Tagged: bucket defence

Harper’s bucket defence of illegal robocalls

The Harper government has mounted a classic bucket defence* against charges it illegally steered opposition voters to faraway, fake polling stations in a deliberate attempt to discourage them from voting. Their defenders say: 1. Nothing serious happened. 2. It happened to us too. 3. There’s no proof we did it. 4. In fact, it was the Liberals who did it. 5. The calls didn’t work anyway. 6. Voters don’t care about it. 7. It’ll blow over in a day or two.

Some of this commentary is just the predictable party-line pandering from pro-Harper media, but a Globe and Mail story purporting to show that the robocalls failed to reduce voter turnout rests on a surprising abuse of logic and statistical analysis.

Globe reporter Éric Grenier compared ridings with robocall allegations with ridings that had none. He found slightly higher voter turnout in robocall ridings. He also found that turnout in those ridings had increased more over the 2008 federal election than it had in non-robocall ridings

From this Grenier concluded that the robocalls “failed miserably” (the words of the headline) and that “Turnout was not much affected” (his own words). His data justifies neither conclusion. The turnout-suppressing impact of the robocalls may simply have been overwhelmed by one or more turnout-enhancing factors, such as what he acknowledges were tighter contests in the robocall ridings, or keener interest in what voters saw as a landmark election. The pertinent question is not whether voter turnout was higher or lower than other ridings or previous elections, but whether it would have been higher still without the robocall campaign.

That question—what would turnout have been without the robocall campaign?—is counterfactual and therefore not susceptible to proof. The flaw in Grenier’s reasoning is so basic and so obvious, it’s a wonder no editor caught it.** Given the “failed miserably” headline, however, it’s perhaps more likely his editors were egging him on.

* The bucket defence, a Paul Wells or possibly George Will coinage, is akin to Freud’s Kettle Defence. That’s when a neighbor returns a borrowed kettle with a hole in it. Confronted, the neighbor responds, “The hole was there when you lent it to me. I never borrowed the kettle. Besides, I returned it in perfect condition.”
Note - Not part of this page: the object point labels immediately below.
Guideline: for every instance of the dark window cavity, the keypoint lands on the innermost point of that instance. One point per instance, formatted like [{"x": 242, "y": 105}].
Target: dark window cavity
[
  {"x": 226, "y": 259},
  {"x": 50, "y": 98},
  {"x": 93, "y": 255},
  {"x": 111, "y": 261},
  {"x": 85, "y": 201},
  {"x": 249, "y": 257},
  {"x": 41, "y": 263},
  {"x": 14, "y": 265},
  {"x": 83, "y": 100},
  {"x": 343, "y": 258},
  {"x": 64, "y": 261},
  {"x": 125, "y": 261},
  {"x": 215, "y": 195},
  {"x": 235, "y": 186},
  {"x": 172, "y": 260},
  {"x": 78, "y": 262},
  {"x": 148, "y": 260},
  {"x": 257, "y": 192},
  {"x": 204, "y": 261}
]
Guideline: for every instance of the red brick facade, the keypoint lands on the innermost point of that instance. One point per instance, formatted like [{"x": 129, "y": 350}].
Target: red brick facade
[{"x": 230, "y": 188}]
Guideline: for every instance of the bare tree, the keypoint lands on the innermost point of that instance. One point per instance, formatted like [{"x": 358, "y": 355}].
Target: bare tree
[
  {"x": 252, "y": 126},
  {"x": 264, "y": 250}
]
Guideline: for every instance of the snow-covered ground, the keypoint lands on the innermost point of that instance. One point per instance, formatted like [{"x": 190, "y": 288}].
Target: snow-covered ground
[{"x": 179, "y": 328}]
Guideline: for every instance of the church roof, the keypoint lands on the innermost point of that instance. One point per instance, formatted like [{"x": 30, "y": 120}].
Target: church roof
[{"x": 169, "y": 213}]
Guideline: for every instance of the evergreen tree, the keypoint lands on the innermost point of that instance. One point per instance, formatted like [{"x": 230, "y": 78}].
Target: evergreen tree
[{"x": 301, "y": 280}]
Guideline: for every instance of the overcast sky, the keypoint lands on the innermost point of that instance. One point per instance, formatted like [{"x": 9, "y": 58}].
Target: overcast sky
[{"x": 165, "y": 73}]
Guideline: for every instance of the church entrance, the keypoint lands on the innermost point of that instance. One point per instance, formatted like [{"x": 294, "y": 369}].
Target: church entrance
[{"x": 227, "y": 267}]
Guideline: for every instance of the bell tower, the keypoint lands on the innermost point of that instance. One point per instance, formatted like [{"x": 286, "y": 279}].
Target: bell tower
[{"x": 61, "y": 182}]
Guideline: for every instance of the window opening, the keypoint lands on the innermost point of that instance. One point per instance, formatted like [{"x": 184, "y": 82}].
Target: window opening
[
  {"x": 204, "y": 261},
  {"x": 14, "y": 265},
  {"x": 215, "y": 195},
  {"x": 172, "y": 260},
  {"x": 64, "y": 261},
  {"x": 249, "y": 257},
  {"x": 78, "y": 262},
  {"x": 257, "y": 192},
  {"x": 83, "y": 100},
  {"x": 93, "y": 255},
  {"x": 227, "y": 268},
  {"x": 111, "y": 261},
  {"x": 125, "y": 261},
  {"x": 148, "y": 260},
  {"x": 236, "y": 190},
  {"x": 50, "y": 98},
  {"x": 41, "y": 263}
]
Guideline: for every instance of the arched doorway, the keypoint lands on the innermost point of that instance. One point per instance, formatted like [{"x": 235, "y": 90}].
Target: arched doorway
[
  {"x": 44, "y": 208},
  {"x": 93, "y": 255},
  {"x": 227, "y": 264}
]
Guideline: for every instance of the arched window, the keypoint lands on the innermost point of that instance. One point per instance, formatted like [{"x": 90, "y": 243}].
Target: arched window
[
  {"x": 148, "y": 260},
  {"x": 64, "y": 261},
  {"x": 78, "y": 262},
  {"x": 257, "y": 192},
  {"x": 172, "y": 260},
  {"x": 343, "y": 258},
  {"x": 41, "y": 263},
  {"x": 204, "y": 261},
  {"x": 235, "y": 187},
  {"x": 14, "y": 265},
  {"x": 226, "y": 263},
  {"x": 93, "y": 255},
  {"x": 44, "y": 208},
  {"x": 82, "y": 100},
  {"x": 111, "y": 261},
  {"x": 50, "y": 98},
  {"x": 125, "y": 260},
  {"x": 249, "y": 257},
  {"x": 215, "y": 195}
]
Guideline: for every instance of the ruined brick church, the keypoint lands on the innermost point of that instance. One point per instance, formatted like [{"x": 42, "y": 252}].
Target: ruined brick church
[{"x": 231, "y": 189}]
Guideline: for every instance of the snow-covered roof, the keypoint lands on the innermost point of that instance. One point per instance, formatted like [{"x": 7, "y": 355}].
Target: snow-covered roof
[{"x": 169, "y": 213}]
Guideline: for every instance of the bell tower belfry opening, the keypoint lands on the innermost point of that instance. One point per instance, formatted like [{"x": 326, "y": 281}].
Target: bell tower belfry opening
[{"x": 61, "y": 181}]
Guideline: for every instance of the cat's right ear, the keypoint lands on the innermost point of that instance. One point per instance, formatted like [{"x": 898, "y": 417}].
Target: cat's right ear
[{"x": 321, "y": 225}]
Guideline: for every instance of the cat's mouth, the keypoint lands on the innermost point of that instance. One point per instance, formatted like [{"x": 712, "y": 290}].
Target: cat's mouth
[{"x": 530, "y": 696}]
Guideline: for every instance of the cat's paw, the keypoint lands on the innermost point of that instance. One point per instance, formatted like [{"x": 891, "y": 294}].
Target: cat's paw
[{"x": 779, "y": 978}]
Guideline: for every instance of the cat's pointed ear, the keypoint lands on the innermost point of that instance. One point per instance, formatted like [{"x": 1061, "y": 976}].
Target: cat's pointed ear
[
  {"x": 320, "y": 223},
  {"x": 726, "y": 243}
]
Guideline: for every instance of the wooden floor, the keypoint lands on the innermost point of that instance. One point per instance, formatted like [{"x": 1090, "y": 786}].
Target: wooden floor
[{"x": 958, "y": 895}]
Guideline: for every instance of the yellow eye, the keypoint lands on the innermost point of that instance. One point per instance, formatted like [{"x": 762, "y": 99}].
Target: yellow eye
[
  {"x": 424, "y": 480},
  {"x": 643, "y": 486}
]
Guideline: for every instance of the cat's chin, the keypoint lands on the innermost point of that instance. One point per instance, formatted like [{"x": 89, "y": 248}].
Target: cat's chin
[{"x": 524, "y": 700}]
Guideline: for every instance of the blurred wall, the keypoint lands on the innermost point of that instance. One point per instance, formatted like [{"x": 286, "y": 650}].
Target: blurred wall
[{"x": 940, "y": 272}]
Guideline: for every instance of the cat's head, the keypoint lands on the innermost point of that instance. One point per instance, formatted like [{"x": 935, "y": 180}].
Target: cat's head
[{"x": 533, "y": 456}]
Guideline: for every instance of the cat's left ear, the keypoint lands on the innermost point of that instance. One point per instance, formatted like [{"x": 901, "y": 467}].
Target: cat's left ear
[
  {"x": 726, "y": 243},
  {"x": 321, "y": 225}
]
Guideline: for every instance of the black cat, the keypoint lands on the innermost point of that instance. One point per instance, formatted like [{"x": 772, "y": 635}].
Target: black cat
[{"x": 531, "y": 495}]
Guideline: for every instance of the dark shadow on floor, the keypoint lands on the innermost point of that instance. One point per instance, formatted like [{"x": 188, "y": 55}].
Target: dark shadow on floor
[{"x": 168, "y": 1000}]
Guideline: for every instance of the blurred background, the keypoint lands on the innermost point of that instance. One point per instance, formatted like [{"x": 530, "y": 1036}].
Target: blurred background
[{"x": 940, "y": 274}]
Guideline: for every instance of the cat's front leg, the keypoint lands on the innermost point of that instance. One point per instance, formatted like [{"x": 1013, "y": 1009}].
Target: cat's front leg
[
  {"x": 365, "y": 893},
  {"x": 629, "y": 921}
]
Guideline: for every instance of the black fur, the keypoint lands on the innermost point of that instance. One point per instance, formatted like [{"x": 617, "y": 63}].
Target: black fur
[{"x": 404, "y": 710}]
** Grenier backs off his claim that “turnout was not much affected” ever so slightly in this subsequent blog post.

Colvin’s torture testimony – #2

Richard Colvin’s testimony will test the mettle of Canada’s national reporters. Will they treat this as an issue that goes to the nation’s soul, or as just another he-said, she-said episode in the partisan gamesmanship of Parliament Hill?

So far, Paul Wells of Maclean’s is passing the test with flying colors. Within hours, Wells refuted one element of the “bucket defence” Conservative MPs put up against Colvin’s testimony.

Conservative MPs are arguing that these prisoners were, after all, trained to tell tall tales about horrible treatment to attract sympathy. This is a standard argument made by torture apologists. It is probably true sometimes.

Wells says the same argument was used to deflect the International Committee of the Red Cross report on torture at the Guantanamo prison in Cuba.

And then an interesting thing happened. The U.S. Department of Justice released detailed memos written by and for the Guantanamo prisoners’ American captors which closely matched the prisoners’ own accounts. (A summary of the techniques for which U.S. officials sought a legal fig leaf is here; Danner’s authoritative account of the ICRC report is here.)

Incidentally, Well’s footnoted definition of a “bucket defence” is worth noting:

A bucket defence is a scattershot defence against an allegation of wrongdoing. The individual parts of the defence may have no relation to one another and may even be mutually contradictory. So, say I borrow a bucket from you and return it with a hole in the bottom. You get angry. I respond: (a) There is no hole; (b) It was there when you loaned the bucket to me; (c) I didn’t put the hole there, Jimmy did; (d) I put the hole there by accident. So the Conservatives are arguing that the prisoners’ testimony is a lie; that Colvin is reporting hearsay; that he buried his reports so nobody could have found them; that prisons are dangerous places everywhere; that Colvin is an unreliable fellow. The goal of a bucket defence is not to suggest a single, coherent, rebuttal of a claim. It is to throw up such a fog of confusion and contradiction that the entire process is discredited or spectators are discouraged from continuing to pay attention.

This is exactly the approach taken by Conservative MP Laurie Hawn CTV Power Play panel.